スタジオぴえろ『魔法の天使クリィミーマミ』はアイドル歌手にフィーチャーしましたし、『マクロス7』後に前出の『超者ライディーン』『ヴァイスクロイツ』、『マクロスF』後に『けいおん!』『THE IDOL M@STER』『ラブライブ!』、『マクロスΔ』後に『BanG Dream!』といった具合です。
ではそもそもなぜ「青春」を描くのに「歌」「音楽」が注目を集めるのでしょうか。
これは『超時空要塞マクロス 愛・おぼえていますか』のヒットが大きな鍵を握っています。
最終決戦の場面に流れた表題曲の飯島真理氏『愛・おぼえていますか』。これがアニメ界初、TBS『ザ・ベストテン』で歌われて、音楽業界に衝撃を与えました。とにかく歌詞がよい、楽曲がよい、歌声がよい。アニメなのにクオリティーは当時のアイドル歌手と遜色がなかったのです。
それもそのはず、アイドル歌手に楽曲を数多く提供していた安井かずみ氏作詞&加藤和彦氏作曲という最強制作陣で楽曲のレベルが高かった。それに飯島真理氏は国立音楽大学音楽学部ピアノ科に在籍していたほどで、同劇場版エンディング『天使の絵の具』は飯島真理氏の作詞作曲なのです。つまりシンガソングライターが声優をやっていたという画期的なアニメ映画に仕上がりました。

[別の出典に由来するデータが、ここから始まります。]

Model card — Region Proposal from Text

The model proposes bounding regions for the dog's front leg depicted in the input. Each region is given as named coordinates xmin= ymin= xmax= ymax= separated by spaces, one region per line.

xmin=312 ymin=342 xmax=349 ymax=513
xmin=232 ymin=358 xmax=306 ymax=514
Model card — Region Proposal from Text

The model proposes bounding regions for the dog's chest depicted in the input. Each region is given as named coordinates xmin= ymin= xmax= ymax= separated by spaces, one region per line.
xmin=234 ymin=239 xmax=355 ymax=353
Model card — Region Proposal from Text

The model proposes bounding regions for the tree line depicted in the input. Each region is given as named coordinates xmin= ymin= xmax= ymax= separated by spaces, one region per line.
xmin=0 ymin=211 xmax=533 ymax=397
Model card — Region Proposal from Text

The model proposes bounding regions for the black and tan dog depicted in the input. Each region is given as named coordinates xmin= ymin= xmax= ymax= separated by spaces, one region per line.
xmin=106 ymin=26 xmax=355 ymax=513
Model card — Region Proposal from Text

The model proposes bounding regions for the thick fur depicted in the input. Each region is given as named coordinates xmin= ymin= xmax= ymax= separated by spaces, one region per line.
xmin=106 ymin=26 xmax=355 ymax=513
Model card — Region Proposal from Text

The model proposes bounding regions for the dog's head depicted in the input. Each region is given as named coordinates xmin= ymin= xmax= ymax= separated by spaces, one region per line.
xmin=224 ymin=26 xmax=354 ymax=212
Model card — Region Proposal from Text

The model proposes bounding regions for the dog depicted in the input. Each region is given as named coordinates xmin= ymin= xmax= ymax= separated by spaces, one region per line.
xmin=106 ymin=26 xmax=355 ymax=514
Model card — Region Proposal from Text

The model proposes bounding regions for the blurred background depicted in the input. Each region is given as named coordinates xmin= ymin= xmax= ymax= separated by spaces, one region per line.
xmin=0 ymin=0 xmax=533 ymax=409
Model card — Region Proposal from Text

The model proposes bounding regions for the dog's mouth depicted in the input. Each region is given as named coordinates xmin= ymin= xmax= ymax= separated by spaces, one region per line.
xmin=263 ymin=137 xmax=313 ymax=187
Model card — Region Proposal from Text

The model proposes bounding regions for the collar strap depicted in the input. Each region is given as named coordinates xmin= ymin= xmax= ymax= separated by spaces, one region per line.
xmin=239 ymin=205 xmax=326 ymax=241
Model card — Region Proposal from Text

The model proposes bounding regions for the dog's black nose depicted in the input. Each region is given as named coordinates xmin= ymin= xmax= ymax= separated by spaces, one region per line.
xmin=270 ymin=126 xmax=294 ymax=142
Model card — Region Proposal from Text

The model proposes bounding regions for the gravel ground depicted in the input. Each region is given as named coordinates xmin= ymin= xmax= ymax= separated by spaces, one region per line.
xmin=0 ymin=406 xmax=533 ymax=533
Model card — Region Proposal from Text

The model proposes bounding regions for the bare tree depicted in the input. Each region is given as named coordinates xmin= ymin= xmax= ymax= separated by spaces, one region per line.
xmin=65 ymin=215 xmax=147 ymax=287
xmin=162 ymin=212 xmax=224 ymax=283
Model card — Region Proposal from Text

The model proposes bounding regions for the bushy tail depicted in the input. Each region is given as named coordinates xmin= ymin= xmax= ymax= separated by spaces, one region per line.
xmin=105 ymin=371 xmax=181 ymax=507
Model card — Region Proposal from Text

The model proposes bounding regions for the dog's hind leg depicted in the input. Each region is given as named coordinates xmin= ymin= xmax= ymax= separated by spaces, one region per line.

さらに物語は戦闘機パイロットの主人公・一条輝とアイドル歌手リン・ミンメイ、ブリッジオペレーターの早瀬未沙の三角関係を主軸にしたラブストーリーです。つまり「バトル」ものの中でしっかりと「青春」していました。
しかも『超時空要塞マクロス 愛・おぼえていますか』は1984年7月21日公開と、最初に挙げたマンガの『ドリームジェネレーション』よりも前の話です。
「マクロス」シリーズがアニメやマンガそのものを大きく変えました。
「青春」を「歌」に託した演出は、その後数多くのアニメが影響されました。
とくに「マクロス」シリーズの出発点となった『機動戦士ガンダム』の富野由悠季監督も『重戦機エルガイム』で女性ボーカルを起用するなど影響もかなり受けたようです。それまでのロボットアニメは男性ボーカルの力強い歌声が主流でした。『重戦機エルガイム』は女性ボーカルのMIO氏と鮎川麻弥氏が担当しています。その流れで『機動戦士Ζガンダム』も鮎川麻弥氏と森口博子氏が担当しているのです。
世の中には「ゲームチェンジャー」と呼ばれる人物や作品が必ず現れます。それまでの流れをガラリと変えてしまうのです。「マクロス」シリーズは間違いなくアニメ業界の「ゲームチェンジャー」と言えます。
ガールズバンドやアイドルユニットへの「ゲームチェンジャー」は『けいおん!』でした。『けいおん!』が「青春」ものに「日常」ものを加えて成功を収めます。ここから「歌」「音楽」は「青春」「日常」ものに欠かせない要素となったのです。
青春小説と音楽
実は小説と音楽は殊のほか相性が悪い。
なにせ小説は文字だけの娯楽であって、テンポもリズムも音程もわかりません。
そこで「誰々のなんという曲が流れてきた。」のような書き方をして物語のBGMにしてしまう手を思いついた書き手がいました。つまり逃げを打ったわけです。
しかし音楽と直接向かい合って成功した作品があります。恩田陸氏『蜜蜂と遠雷』です。2017年に直木三十五賞と本屋大賞のダブル受賞を果たしました。国際ピアノコンクールを舞台に、若きピアニスト四人の葛藤や成長を描いた「青春」小説。まさに名作です。
また武田綾乃氏『響け! ユーフォニアム』シリーズは京都アニメーションでアニメ化・アニメ映画化もされました。こちらも「青春」ですね。
また映画の矢口史靖氏『スウィングガールズ』も落ちこぼれ女子高生たちがビッグバンドを組んでジャズを演奏しており、のちに同氏のノベライズが発売されています。
やはり「音楽」を題材にすると「青春」が付いてくるようですね。
私も「音楽」を題材に短編連作の『ホワイトナイト』シリーズを書いています。やはり「青春」ものですね。
音楽バンドを組むと仮定して、社会人だとなかなか集まって練習できませんよね。でも学生なら部活動でやる時間はありますし、同好の士とバンドを結成するのも自然な流れです。
つまり「音楽」をやりきるには「学生」であるべき。だから「音楽」は「青春」なのだと思います。
しかし社会人がバンドを組んだってよいではないか。
でもそれって傍から見て「第二の青春」とか言われてしまうわけですよ。
結局は「青春」ものになってしまいます。
それなら最初から抗わずに「青春」ものを書いたほうがよい。
それが第一だろうと第二だろうと第三だろうと……ラジオ体操じゃあるまいし。
「歌」「音楽」を題材にした小説は「青春」ものになる。では逆はどうでしょうか。「青春」ものと言えば「歌」「音楽」でしょうか。違いますよね。「スポーツ」に懸ける「青春」だってあるはずです。まぁ「勉強」だけして過ごした「青春」は振り返ると味けなさすぎますけどね。
最後に
今回は「物語24.青春と歌曲」について述べました。
物語に「歌」「音楽」の要素を取り入れると「青春」ものになる。これは定理です。ただ、「推理」の謎を解く鍵が「音楽」という手もあります。
ただ「青春」ものはすべて「歌」「音楽」の要素を取り入れているわけではありません。
この因果関係を押さえておけば、小説に「歌」「音楽」を取り入れるのも不可能ではないのです。
ぜひ「音楽」で「青春」しちゃってください。